Era scritto nero su bianco nel comunicato dell’ufficio stampa del ministero dell’Istruzione, e tutte le agenzie di stampa lo hanno fedelmente riportato: nella riforma dell’università varata la scorsa settimana l’assegno per i ricercatori sarebbe stato rivisto, aumentando lo stipendio da 1300 a 2100 euro.
I ricercatori esultavano, in fondo qualcosa avevano ottenuto, ma non sapevano che nel frattempo qualcosa di misteriosamente imponderabile si stava consumando che avrebbe cancellato l’aumento, e introdotto tante piccole parole tra un comma e l’altro dei quindici articoli del provvedimento fino a renderlo un po’ meno meritocratico, meno anti-baronale e anche meno trasparente.
Tutto inizia venerdì 23 ottobre, giorno di Consiglio dei ministri. Alle dieci del mattino il testo definitivo è pronto. Sono 23 pagine con in alto la dicitura «versione 6» e la data «venerdì 23 ottobre ore 12». La riunione però salta, il premier Silvio Berlusconi ufficialmente è bloccato in Russia, tutto è rinviato.
Poco male, viene convocata una nuova riunione del governo. In teoria, il testo dovrebbe soltanto essere ripresentato. E’ vero, ma solo in parte. Il giorno del consiglio i fogli distribuiti hanno, in alto, la dicitura «versione definitiva» e «mercoledì 28 ottobre ore 9», ma le pagine sono 24. Non è lo stesso testo.
Ad essere cambiato è innanzitutto l’articolo 10 sugli assegni di ricerca. L’importo – si specifica – viene «determinato dall’ateneo ai sensi dell’articolo 51, comma 6, nono periodo, della legge 27 dicembre 1997, n.449». Tradotto in cifre, a 1300 euro ammontava l’assegno prima del ddl, a 1300 euro ammonterà anche dopo.
Dal ministero confermano, ma spiegano di essere intervenuti «per evitare un trattamento economico diverso tra ricercatori delle università e quelli degli enti di ricerca» e promettono invece di trovare un modo per garantire l’aumento promesso in «un provvedimento successivo».
Dal Fondo per il merito degli studenti sono scomparse le borse di studio, confermati soltanto i buoni studio da restituire al termine del ciclo universitario. I professori ordinari e associati non devono più essere sottoposti ad una conferma in ruolo. Sono state aggiunte due verifiche in più, con un inevitabile allungamento dei tempi di approvazione, di molte norme fra cui la valutazione dei docenti, compresa la verifica dell’orario di lavoro.
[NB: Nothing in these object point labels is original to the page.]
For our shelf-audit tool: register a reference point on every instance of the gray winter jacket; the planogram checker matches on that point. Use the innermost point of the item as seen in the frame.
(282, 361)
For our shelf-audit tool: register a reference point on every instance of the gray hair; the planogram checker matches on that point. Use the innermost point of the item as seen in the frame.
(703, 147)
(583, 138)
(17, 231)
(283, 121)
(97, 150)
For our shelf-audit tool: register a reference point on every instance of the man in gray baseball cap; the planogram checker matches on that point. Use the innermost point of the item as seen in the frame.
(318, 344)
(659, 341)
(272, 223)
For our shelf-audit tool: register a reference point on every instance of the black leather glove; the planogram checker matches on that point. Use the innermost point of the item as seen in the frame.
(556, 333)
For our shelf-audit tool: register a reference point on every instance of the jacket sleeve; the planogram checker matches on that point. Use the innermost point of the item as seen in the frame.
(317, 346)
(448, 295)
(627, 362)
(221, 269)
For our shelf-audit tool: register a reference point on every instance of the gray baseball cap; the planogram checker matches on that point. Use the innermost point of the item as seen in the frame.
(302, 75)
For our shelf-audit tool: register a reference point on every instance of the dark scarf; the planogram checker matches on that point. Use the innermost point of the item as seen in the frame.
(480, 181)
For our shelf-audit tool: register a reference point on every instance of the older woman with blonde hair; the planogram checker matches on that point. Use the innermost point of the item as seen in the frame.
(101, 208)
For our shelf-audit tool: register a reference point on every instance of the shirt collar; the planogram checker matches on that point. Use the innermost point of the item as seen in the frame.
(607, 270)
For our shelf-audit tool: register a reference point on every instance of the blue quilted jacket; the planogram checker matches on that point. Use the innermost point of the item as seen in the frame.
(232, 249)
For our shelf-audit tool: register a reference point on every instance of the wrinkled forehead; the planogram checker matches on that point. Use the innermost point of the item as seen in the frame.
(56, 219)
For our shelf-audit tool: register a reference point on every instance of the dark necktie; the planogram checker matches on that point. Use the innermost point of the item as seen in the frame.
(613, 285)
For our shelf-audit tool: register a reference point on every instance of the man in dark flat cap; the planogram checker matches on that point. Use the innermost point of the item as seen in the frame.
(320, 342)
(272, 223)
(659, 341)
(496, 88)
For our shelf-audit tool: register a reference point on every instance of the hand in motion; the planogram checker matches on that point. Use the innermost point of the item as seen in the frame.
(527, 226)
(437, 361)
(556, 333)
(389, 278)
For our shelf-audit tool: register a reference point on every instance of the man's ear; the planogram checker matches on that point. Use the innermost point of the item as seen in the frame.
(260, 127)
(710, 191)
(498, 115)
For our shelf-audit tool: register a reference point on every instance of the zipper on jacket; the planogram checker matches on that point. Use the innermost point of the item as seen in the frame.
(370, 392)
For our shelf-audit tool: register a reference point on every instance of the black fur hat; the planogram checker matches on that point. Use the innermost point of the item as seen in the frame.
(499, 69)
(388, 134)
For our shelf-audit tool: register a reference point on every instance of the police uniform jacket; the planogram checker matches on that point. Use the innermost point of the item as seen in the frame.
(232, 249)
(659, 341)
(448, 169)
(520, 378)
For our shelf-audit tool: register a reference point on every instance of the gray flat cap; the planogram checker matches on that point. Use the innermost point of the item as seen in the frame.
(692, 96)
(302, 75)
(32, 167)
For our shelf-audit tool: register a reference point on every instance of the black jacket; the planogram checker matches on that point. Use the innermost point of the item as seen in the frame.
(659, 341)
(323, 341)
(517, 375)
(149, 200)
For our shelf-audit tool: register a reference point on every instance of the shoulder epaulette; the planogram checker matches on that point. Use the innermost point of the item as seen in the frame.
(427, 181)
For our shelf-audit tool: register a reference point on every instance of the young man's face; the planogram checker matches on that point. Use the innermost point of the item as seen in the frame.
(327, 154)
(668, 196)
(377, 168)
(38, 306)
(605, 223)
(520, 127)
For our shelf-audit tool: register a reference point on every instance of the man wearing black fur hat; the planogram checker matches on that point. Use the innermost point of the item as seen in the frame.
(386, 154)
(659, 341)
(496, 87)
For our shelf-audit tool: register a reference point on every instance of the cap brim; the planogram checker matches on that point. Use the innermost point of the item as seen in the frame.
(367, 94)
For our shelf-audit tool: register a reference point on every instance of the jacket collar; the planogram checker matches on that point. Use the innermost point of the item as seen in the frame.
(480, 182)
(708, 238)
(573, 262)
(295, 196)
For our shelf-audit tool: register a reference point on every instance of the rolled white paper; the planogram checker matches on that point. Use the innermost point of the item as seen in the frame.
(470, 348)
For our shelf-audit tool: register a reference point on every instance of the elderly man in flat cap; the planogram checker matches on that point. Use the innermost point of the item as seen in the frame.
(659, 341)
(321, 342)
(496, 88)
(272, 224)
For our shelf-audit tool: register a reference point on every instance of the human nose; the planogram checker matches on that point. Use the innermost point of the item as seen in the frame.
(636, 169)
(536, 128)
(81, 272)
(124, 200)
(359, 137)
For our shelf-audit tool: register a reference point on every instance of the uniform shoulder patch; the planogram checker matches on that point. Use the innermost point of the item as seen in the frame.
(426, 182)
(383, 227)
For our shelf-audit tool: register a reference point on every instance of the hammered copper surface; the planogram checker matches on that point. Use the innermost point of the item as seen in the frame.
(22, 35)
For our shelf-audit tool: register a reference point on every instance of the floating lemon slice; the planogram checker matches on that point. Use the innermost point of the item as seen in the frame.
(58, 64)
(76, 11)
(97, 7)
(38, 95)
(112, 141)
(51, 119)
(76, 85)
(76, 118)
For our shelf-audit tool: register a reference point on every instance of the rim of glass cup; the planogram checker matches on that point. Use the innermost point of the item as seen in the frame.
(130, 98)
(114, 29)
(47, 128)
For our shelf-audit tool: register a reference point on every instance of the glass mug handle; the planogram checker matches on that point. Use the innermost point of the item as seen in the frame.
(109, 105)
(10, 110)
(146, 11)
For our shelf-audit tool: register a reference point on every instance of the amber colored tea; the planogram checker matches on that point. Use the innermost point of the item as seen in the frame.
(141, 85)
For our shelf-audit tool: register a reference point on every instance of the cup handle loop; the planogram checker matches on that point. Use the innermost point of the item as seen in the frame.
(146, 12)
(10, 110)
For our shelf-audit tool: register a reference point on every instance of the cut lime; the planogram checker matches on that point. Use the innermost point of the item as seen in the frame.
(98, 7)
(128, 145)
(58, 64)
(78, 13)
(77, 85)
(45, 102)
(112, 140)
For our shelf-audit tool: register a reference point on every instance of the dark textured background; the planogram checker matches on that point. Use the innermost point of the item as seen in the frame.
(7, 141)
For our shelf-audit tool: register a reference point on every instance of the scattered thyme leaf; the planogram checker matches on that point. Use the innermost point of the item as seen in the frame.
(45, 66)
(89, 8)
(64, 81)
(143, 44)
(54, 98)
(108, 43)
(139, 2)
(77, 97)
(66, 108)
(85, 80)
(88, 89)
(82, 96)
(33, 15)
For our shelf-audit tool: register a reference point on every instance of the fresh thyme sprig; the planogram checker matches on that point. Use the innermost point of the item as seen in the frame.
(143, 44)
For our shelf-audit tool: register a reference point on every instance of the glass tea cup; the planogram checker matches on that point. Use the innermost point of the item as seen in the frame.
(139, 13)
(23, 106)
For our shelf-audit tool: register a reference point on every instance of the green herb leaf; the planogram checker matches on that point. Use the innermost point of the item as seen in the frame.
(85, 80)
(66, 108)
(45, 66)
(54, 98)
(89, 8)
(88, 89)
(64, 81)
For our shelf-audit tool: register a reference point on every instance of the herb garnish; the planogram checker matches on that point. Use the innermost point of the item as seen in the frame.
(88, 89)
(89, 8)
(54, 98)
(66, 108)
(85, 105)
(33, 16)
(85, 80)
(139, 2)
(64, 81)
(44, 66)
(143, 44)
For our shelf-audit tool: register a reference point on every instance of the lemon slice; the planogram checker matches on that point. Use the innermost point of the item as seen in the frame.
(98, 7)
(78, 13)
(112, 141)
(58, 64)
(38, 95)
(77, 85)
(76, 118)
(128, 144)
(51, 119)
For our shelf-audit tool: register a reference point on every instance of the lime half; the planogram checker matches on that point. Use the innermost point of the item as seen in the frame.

Nella lotta ai crediti riconosciuti agli studenti vengono introdotte «deroghe» da definire in un provvedimento successivo in relazione «a particolari esigenze degli Istituti di formazione della pubblica amministrazione».
A questo punto la parola passa al Senato, dove i parlamentari della stessa maggioranza hanno già annunciato grande battaglia e ulteriori modifiche al provvedimento.